Every runner sometimes faces a crisis and starts to negotiate with themselves whether to go for a run or not. Autumn and winter could be your enemies there, as you get home from work or school when it’s already dark, you prepare a cup of tea or coffee, lie down on the couch, and it suddenly looks like a superhuman task to actually stand up and go. This is why it’s always good to find a running buddy for winter who you can compete with to keep each other motivated. Also, it’s hard to find excuses for not to run when you’ve already agreed to go with somebody else. And if you can’t find a buddy to go with, why not try a runners club? Like the one I’m a member of! If you’ve ever joined our training sessions, you know that we go for a run in any weather and that you get to know a lot of excellent people to share your joy and troubles with.
5) Running with friends is fine, but what if I need long-term motivation?
If you really want to work hard during the entire winter, I suggest registering for some race that takes place in the spring, such as RunTour races that begin in April and you can get start fee discounts and other bonuses if you register before the end of the year. And if you want to get ready for these races properly, you have to run in winter as well. No excuses there! The last few hundred meters to the finish will mercilessly show you how hard you worked in winter.
6) And is it even healthy to run in winter?
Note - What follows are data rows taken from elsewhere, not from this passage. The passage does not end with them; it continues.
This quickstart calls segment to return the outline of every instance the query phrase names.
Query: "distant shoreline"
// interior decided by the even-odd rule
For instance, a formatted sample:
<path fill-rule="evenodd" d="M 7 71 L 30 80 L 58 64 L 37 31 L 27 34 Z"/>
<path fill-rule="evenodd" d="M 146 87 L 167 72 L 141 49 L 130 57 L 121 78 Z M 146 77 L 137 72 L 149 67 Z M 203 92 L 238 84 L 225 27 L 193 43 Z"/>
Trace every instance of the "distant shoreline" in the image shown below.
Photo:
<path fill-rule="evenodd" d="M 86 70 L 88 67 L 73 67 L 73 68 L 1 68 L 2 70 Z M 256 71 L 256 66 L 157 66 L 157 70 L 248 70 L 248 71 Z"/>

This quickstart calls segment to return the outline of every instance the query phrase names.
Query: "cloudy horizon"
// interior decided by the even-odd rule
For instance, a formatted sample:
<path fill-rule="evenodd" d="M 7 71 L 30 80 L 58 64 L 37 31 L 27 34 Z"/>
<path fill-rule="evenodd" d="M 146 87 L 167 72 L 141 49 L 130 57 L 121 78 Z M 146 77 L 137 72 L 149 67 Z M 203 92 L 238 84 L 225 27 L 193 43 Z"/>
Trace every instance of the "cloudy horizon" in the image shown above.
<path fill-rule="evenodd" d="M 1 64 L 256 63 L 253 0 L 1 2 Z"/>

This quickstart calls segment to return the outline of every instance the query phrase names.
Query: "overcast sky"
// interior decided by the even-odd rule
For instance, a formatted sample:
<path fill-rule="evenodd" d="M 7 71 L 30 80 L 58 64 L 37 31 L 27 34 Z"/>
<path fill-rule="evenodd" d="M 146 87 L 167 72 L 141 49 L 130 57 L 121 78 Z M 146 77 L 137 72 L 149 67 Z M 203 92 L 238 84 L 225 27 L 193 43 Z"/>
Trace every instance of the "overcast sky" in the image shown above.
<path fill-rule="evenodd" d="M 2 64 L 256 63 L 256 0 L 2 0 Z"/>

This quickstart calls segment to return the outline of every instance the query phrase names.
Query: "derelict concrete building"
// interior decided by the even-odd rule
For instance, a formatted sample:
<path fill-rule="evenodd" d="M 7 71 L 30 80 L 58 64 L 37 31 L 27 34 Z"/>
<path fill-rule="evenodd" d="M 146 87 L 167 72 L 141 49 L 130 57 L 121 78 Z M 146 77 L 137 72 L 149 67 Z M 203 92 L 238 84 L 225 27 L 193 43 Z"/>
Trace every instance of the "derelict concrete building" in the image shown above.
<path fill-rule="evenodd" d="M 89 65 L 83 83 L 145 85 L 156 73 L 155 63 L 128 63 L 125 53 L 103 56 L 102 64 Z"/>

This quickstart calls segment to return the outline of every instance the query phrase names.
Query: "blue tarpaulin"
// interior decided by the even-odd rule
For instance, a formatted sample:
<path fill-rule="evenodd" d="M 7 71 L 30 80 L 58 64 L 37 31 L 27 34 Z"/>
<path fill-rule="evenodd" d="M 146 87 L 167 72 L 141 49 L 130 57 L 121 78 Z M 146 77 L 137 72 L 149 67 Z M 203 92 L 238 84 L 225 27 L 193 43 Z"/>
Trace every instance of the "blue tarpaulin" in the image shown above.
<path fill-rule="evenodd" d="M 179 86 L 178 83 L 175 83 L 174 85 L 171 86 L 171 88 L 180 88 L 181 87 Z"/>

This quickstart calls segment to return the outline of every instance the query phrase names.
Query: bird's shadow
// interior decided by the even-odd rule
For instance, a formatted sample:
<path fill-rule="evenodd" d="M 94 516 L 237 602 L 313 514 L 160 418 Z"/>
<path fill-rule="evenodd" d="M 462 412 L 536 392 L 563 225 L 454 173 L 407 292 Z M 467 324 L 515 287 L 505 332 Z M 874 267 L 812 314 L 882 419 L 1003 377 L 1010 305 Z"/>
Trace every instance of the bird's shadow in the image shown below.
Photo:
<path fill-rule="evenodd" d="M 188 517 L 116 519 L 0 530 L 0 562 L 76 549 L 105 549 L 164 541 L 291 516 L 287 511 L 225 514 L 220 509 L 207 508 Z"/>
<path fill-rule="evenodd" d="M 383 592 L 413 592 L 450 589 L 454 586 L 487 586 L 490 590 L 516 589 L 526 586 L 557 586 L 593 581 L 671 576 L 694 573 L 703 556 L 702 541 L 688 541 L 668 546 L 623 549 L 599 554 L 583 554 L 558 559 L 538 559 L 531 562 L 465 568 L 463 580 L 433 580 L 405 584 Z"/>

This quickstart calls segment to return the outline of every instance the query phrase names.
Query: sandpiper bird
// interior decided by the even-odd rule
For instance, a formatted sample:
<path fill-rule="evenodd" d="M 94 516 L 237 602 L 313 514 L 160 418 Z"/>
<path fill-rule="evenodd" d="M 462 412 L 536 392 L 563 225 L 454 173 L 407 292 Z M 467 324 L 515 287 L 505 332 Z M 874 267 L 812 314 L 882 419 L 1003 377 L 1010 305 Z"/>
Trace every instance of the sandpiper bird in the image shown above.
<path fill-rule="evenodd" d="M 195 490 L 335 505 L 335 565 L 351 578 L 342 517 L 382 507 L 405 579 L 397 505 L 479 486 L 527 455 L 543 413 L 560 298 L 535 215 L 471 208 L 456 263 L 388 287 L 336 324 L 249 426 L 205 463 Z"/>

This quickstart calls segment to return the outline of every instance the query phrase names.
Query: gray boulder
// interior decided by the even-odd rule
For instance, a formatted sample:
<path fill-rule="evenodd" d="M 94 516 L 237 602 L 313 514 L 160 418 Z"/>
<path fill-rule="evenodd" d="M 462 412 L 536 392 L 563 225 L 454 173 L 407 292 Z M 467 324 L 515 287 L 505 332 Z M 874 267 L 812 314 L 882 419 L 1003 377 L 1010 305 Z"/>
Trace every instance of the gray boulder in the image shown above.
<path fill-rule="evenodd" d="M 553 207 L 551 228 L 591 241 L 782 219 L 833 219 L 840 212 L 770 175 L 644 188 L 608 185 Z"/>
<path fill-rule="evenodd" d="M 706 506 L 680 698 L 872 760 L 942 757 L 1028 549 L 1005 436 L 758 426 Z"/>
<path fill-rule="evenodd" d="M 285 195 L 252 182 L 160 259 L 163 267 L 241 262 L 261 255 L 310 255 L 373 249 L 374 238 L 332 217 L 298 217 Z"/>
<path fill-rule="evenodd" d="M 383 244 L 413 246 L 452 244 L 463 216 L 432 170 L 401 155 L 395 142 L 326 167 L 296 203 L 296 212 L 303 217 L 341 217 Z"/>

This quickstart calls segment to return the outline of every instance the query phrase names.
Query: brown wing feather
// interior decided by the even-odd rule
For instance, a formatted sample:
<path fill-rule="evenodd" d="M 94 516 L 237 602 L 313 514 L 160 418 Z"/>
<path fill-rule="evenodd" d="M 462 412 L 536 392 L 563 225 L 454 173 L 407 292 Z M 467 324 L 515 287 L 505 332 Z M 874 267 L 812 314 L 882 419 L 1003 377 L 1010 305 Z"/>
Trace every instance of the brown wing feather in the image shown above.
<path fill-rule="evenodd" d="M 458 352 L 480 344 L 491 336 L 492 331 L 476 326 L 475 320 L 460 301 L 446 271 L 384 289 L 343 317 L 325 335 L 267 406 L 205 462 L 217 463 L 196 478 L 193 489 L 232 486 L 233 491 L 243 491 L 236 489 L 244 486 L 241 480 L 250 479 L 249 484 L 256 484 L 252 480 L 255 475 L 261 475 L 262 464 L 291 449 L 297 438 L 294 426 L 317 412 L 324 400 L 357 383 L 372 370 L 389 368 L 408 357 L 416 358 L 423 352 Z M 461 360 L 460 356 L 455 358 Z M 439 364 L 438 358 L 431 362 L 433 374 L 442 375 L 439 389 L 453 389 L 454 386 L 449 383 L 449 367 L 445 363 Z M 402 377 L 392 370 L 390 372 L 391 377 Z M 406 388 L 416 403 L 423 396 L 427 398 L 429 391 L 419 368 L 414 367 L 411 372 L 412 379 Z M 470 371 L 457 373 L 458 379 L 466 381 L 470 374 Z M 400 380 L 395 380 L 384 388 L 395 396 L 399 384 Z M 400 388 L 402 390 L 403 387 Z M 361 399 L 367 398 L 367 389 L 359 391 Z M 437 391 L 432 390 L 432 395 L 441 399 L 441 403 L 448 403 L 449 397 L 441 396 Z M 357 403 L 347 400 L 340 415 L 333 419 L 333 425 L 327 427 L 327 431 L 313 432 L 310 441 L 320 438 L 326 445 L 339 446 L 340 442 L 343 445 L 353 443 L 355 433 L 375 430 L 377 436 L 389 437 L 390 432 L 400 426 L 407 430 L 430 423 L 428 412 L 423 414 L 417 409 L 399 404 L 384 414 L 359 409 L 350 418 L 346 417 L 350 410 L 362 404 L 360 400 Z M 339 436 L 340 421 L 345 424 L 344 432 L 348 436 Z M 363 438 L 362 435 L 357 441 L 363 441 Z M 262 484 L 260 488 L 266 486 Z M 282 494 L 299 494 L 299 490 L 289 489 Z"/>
That’s a popular question you surely hear a lot. Mostly asked by people who ask the very same question in spring, summer, and, in fact, in any situation. Don’t worry, though. This is the most important period when you just have to survive in order to run the whole winter unharmed. The temperature drops gradually and your body has a chance to acclimate. The worst thing is to forget all about running now and then make a New Year’s resolution and go for a run on January 1 when it’s -10 °C. Well, that’s going to hurt. Make sure you wear proper apparel and shoes and start slowly and do speed training or stretching only once your body warms up. If you do catch flu in autumn, though, take it easy and get back to running more slowly than you would in summer.
7) How to enjoy running in winter?
The beginning of winter is the most beautiful time for running. At least for me. The temperature oscillates around a pleasant 10 °C and you meet fewer and fewer people on popular routes, so you can fully enjoy your runs. Nature is slowly falling asleep and offers some amazing scenery, so grab your phone or camera and take some pictures on your run. Also, try to come up with something unique and unforgettable, such as a new route or a crazy deer chase.
And if the weather isn’t exactly favourable, that feeling when you get home, have a hot shower and a cup of tea, proud of having beaten the elements… that’s certainly worth it!
Jan Přáda, former sprinter for AC Start Karlovy Vary, currently a half-marathon and marathon runner, and a doctor at the General University Hospital in Prague.